The quarter began with the second largest U.S. bank failure as regulators seized First Republic Bank and engineered a sale to JPMorgan.  The failure followed the collapse of Silicon Valley Bank and Signature Bank in the first quarter.  The sale ended a period of initial panic due to a banking crisis that threatened the economy, but was largely contained to regional banks. 

 

The second major concern in the quarter was the uncertainty pertaining to the U.S. debt ceiling.  However, with “time running out”, Congress approved a deal, which raised the debt ceiling and included spending concessions, avoiding a default.

 

The Federal Reserve raised the Federal Funds Overnight Rate 25 basis points in May, but did not raise the reference rate in June.  The “Hawkish Pause” did not signal an end to the rising rate cycle.  Current Fed Dot Plot projections indicate that rates will likely close 2023 50 basis points higher than the current target range of 5.00% to 5.25%.

 

Economic growth surprised to the upside as GDP was revised to 2% for the first quarter annually from the prior estimate of 1.3% growth.  Inflation continued to moderate as CPI continues to trend down. The unemployment rate for May was 3.7%, which historically is considered full employment. 

 

The fixed income markets have continued to accept that rates will likely remain higher for longer and the inverted yield curve continues to reward higher yields toward shorter maturity investments over longer maturity investments.

 

SWS Capital Management’s [SWSCM] philosophy is based on a value-oriented, active management style which emphasizes liquidity and risk management.  This philosophy is woven into all our strategies.  Security selection, sector allocation, and yield curve positioning are based upon interest rate anticipation as well as our fundamental economic outlook.

 

SWSCM continues to position strategies shorter duration to benchmark. This quarter we increased portfolio duration closer to benchmark. Opportunistically, we continue to add credit exposure to many of our strategies.

 

As always, we are available to answer any questions on the economy or your portfolios, and we thank you for your business.

 

The information provided here is for general informational purposes only and should not be considered an individualized recommendation or personalized investment advice. The investment strategies mentioned here may not be suitable for everyone. Each investor needs to review an investment strategy for his or her own particular situation before making any investment decision. All expressions of opinion are subject to change without notice in reaction to shifting market conditions.
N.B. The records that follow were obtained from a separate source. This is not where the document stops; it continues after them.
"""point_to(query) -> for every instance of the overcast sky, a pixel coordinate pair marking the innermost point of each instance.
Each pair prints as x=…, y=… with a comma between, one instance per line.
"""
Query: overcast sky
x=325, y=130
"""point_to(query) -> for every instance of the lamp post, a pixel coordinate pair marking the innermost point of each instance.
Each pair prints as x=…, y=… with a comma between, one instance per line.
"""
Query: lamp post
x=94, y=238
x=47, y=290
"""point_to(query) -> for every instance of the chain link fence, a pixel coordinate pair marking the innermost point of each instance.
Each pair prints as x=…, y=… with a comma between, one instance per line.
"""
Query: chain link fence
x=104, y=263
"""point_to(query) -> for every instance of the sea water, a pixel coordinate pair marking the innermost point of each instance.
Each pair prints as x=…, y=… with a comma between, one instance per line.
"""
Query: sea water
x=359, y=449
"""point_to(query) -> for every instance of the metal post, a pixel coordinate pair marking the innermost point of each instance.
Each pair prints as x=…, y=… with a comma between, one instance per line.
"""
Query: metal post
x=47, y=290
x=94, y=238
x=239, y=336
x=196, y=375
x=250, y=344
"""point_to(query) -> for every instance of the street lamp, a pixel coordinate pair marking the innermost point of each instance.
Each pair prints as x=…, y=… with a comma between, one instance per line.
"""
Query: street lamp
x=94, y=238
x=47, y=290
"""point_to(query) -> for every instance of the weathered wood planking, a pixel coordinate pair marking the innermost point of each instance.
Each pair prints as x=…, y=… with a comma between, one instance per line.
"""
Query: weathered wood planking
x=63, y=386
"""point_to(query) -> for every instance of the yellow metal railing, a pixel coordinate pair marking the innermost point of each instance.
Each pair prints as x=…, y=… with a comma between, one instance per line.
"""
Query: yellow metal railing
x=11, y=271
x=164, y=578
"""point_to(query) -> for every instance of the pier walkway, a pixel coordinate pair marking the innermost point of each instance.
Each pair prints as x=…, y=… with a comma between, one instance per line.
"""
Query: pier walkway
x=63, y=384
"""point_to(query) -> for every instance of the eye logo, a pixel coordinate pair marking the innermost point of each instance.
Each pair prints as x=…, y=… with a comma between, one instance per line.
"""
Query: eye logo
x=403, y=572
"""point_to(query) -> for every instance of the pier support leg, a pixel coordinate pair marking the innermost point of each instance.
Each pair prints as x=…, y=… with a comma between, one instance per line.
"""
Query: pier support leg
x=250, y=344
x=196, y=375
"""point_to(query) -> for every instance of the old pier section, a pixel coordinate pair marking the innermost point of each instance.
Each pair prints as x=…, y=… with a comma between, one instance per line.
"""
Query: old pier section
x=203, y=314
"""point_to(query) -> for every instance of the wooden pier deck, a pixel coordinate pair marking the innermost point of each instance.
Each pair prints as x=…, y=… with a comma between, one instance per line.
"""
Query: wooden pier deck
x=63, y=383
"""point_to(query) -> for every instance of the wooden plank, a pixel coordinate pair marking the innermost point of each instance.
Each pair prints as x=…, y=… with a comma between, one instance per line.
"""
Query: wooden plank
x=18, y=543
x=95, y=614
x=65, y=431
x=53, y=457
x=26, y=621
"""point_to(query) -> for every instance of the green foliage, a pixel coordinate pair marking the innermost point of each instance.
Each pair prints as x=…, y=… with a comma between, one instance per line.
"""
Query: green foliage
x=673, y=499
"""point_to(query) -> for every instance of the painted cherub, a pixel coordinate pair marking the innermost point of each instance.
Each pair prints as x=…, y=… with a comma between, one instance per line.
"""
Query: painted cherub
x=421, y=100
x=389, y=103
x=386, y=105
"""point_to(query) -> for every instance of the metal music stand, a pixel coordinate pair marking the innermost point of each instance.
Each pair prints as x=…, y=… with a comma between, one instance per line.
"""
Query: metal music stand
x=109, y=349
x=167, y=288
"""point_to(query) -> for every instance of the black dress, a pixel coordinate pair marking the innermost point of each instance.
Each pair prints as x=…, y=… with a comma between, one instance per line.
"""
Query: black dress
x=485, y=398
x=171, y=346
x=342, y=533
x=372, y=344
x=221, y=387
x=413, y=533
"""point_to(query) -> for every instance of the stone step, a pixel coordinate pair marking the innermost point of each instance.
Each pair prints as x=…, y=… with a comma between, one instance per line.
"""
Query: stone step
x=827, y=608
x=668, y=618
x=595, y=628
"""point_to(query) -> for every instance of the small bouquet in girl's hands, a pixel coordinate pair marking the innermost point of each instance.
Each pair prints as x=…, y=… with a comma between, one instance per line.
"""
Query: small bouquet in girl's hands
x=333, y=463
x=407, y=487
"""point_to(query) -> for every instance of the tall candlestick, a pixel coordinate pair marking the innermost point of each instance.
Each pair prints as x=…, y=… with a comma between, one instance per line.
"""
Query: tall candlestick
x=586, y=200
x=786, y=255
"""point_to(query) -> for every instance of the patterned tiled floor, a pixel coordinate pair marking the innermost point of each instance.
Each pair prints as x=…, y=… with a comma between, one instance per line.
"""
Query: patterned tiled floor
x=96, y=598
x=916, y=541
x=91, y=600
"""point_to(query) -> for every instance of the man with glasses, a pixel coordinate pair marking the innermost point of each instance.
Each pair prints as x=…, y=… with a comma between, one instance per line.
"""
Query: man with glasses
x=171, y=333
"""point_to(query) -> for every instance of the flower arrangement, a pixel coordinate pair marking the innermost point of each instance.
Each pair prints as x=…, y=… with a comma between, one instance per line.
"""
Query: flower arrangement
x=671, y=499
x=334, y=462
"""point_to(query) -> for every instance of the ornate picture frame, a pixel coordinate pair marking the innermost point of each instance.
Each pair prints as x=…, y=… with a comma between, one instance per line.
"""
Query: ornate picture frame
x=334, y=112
Data contained herein from third-party providers is obtained from what are considered reliable sources. However, its accuracy, completeness or reliability cannot be guaranteed. Past performance is no guarantee of future results and the opinions presented cannot be viewed as an indicator of future performance. Investing involves risk including loss of principal. Forecasts contained herein are for illustrative purposes only, may be based upon proprietary research and are developed through analysis of historical public data.